24. Re:Many DDR3 modules? by oobayly · 2014-12-24 11:03 · Score: 1
  
  My understanding was that oxygen free copper is supposed to more fatigue tolerant so that it gives better plug-unplug endurance, not better sound.
25. Re:Many DDR3 modules? by MightyYar · 2014-12-24 11:36 · Score: 1
  
  I've seen nonsense about inductance and capacitance. And then it'll be stranded. Oy.
  Most people are using it to make a permanent connection in their homes with stranded wire... so endurance, fatigue, corrosion are all non-issues. I would wager a very high sum of money that double-blind testing would result in no perceptible difference.
  
  --
  W..w..W - Willy Waterloo washes Warren Wiggins who is washing Waldo Woo.
26. Re:Many DDR3 modules? by oobayly · 2014-12-24 12:23 · Score: 1
  
  Oops, had meant to say that in my comment - that very few people will need the "endurance" - I completely agree. I have to admit that I got suckered into buying zero-oxygen-copper cables (it sounds good, doesn't it), until I decided to check what it actually meant - zilch!
27. Re:Many DDR3 modules? by Luckyo · 2014-12-24 14:33 · Score: 1
  
  That is indeed the problem with many technologies. "If they were standard, their costs would be much cheaper".
  At which point the question becomes that of "is this functionality actually needed as a standard in most use scenarios?"

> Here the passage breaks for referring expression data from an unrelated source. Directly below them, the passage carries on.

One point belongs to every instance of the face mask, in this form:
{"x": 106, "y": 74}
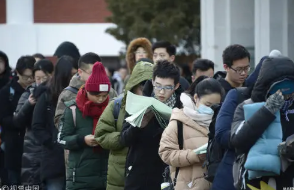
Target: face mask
{"x": 287, "y": 104}
{"x": 202, "y": 109}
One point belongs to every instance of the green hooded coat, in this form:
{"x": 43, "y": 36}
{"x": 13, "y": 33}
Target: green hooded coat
{"x": 107, "y": 133}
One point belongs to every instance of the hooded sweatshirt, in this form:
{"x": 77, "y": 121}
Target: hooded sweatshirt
{"x": 5, "y": 76}
{"x": 108, "y": 132}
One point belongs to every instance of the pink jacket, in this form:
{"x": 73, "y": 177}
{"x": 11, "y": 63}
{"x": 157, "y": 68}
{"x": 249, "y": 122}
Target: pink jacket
{"x": 191, "y": 173}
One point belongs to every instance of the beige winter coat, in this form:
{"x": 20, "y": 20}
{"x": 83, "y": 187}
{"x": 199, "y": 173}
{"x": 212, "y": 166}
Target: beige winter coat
{"x": 191, "y": 173}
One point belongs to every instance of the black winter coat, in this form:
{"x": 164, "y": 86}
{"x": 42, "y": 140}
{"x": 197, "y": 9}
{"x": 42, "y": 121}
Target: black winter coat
{"x": 6, "y": 75}
{"x": 31, "y": 158}
{"x": 245, "y": 135}
{"x": 144, "y": 167}
{"x": 52, "y": 159}
{"x": 11, "y": 134}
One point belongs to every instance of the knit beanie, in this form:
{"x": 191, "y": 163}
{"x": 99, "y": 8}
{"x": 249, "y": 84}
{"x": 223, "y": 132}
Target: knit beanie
{"x": 98, "y": 80}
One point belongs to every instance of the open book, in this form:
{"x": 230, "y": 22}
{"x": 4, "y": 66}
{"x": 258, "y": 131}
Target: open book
{"x": 137, "y": 106}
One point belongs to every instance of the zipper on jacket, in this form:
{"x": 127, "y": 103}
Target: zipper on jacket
{"x": 74, "y": 175}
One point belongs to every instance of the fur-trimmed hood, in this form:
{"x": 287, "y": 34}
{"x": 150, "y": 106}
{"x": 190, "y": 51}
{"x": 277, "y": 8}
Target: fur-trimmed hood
{"x": 130, "y": 56}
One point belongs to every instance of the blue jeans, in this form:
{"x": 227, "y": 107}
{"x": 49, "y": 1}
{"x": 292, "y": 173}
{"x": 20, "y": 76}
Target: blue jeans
{"x": 13, "y": 177}
{"x": 55, "y": 183}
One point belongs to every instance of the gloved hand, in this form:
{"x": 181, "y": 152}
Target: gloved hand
{"x": 275, "y": 102}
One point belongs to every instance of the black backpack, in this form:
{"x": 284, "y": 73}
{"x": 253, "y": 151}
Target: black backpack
{"x": 215, "y": 152}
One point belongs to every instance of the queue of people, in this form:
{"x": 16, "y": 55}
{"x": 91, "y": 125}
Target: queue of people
{"x": 64, "y": 126}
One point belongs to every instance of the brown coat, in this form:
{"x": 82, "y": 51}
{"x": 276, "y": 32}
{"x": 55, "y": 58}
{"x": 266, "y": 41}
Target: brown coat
{"x": 133, "y": 46}
{"x": 190, "y": 176}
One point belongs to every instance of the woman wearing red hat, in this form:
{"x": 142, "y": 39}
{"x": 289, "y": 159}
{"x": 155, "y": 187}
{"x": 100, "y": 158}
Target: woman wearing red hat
{"x": 87, "y": 163}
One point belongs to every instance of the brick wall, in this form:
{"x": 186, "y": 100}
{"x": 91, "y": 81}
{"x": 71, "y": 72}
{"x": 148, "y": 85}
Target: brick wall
{"x": 2, "y": 11}
{"x": 70, "y": 11}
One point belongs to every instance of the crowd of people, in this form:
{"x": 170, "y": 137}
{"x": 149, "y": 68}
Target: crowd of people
{"x": 63, "y": 125}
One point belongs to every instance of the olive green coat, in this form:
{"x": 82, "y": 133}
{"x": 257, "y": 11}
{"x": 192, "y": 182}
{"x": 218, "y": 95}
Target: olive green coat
{"x": 86, "y": 169}
{"x": 108, "y": 133}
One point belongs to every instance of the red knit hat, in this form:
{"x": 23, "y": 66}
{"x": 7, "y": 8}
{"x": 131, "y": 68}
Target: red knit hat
{"x": 98, "y": 80}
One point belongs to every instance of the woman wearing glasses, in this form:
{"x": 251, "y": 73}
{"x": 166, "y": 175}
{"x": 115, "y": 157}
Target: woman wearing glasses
{"x": 138, "y": 48}
{"x": 30, "y": 175}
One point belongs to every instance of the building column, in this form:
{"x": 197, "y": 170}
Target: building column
{"x": 19, "y": 11}
{"x": 274, "y": 27}
{"x": 225, "y": 22}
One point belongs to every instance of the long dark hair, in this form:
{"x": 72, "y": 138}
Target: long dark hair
{"x": 61, "y": 78}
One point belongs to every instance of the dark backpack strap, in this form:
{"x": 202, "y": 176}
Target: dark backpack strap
{"x": 243, "y": 94}
{"x": 181, "y": 144}
{"x": 11, "y": 93}
{"x": 116, "y": 108}
{"x": 72, "y": 89}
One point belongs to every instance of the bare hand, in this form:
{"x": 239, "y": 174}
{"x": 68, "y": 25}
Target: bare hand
{"x": 202, "y": 157}
{"x": 32, "y": 100}
{"x": 147, "y": 117}
{"x": 90, "y": 140}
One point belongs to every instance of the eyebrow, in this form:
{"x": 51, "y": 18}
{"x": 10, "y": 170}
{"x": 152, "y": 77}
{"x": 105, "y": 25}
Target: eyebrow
{"x": 164, "y": 85}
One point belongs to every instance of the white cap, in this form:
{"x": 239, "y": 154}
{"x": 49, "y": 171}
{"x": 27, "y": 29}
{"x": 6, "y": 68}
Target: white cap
{"x": 275, "y": 53}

  For ECC memory, this question was asked ever since the early 80s and the answer is still "no".
28. Re:Many DDR3 modules? by Luckyo · 2014-12-24 14:39 · Score: 1
  
  This used to be the problem back in the day before DDR3, true. After DD3 got to around 1333-1600MHz, the problem was effectively eliminated in favour of latency being the only reasonable bottleneck. And that actually gets worse rather than better when you increase the frequency
  The tests you link show exactly that - no noticeable difference. They're looking at 1-2% difference between 1333 modules and 2400 modules. Because that is not the bottleneck. System is bottlenecked elsewhere, most likely on GPU. If this was a bottleneck, you would see improvements that would match the differential in RAM speed, as happens with most GPU tests for example.
29. Re:Many DDR3 modules? by MightyYar · 2014-12-24 16:10 · Score: 2
  
  ALL of that audiophile stuff sounds good (pun intended).
  
  --
  W..w..W - Willy Waterloo washes Warren Wiggins who is washing Waldo Woo.
30. Re:Many DDR3 modules? by sjames · 2014-12-24 19:17 · Score: 1
  
  That crazy theory again!?!
  Sir, I assure you that ducks absolutely do not cause climate change!
  But note that pirates can slow it.
31. Re:Many DDR3 modules? by sjames · 2014-12-24 19:21 · Score: 1
  
  Plenty have it on the server side. Just use a server board in your desktop.
32. Re:Many DDR3 modules? by sjames · 2014-12-24 19:43 · Score: 1
  
  In those cases, there tend to be a LOT of errors. The risk is that enough will read correctly to leak valuable information like passwords. Also, in those cases the memory is not active.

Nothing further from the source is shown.